French President Emmanuel Macron, following a meeting with US President Donald Trump, asserted in a Sunday report by Le Journal du Dimanche that the American leader may walk back a previous declaration to withdraw his country from the historic 2015 Paris accord.
In asserting that Trump would go back on his earlier pledge to withdraw the US from the climate change agreement — a move decried globally — Macron stated that the US president "told me that he would try to find a solution in the coming months."
The newly elected French president, in describing his Paris meeting with Trump last week — part of a state visit honoring France's Bastille Day — stated, "We spoke in detail about the things that could make him come back to the Paris accord."
Trump and his advisors have described the historic 2015 climate change mitigation agreement — a cornerstone of the foreign policy legacy of former US President Barack Obama — as weak, particularly with regard to providing incentives to polluters in India and China to lower emissions, while concurrently being too hard on US industry.

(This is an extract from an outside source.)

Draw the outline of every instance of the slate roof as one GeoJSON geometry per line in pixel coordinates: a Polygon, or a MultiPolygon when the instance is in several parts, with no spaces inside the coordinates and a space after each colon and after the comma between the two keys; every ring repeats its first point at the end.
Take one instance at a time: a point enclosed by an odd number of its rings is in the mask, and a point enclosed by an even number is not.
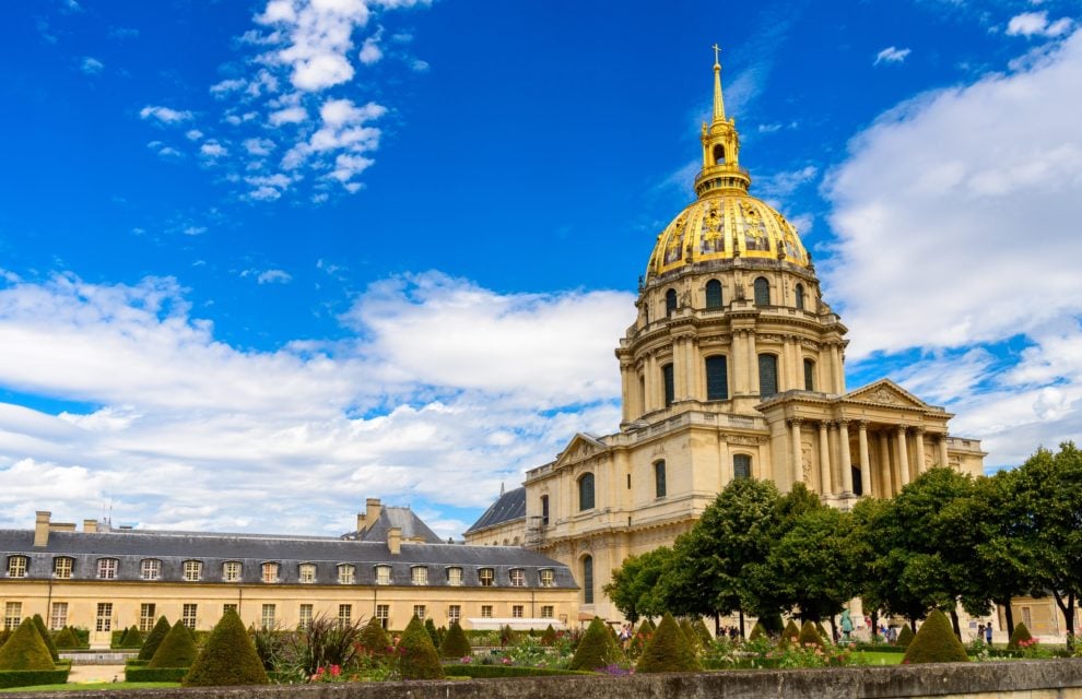
{"type": "Polygon", "coordinates": [[[484,514],[481,516],[466,533],[478,532],[496,524],[504,524],[513,520],[526,518],[526,488],[515,488],[501,495],[493,502],[484,514]]]}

On Friday, the US president and his administration appeared to be softening their tone with regard to the accord, suggesting that modified terms to the deal that favor US industry could see Washington rejoin the rest of the world in support of the treaty, Reuters reports.
The unprecedented Paris Climate Accord was adopted on December 12, 2015, by 196 parties around the world. It seeks to curb global warming to a maximum of two degrees by 2100 by instigating pledges to cut carbon dioxide and other emissions created through the burning of fossil fuels.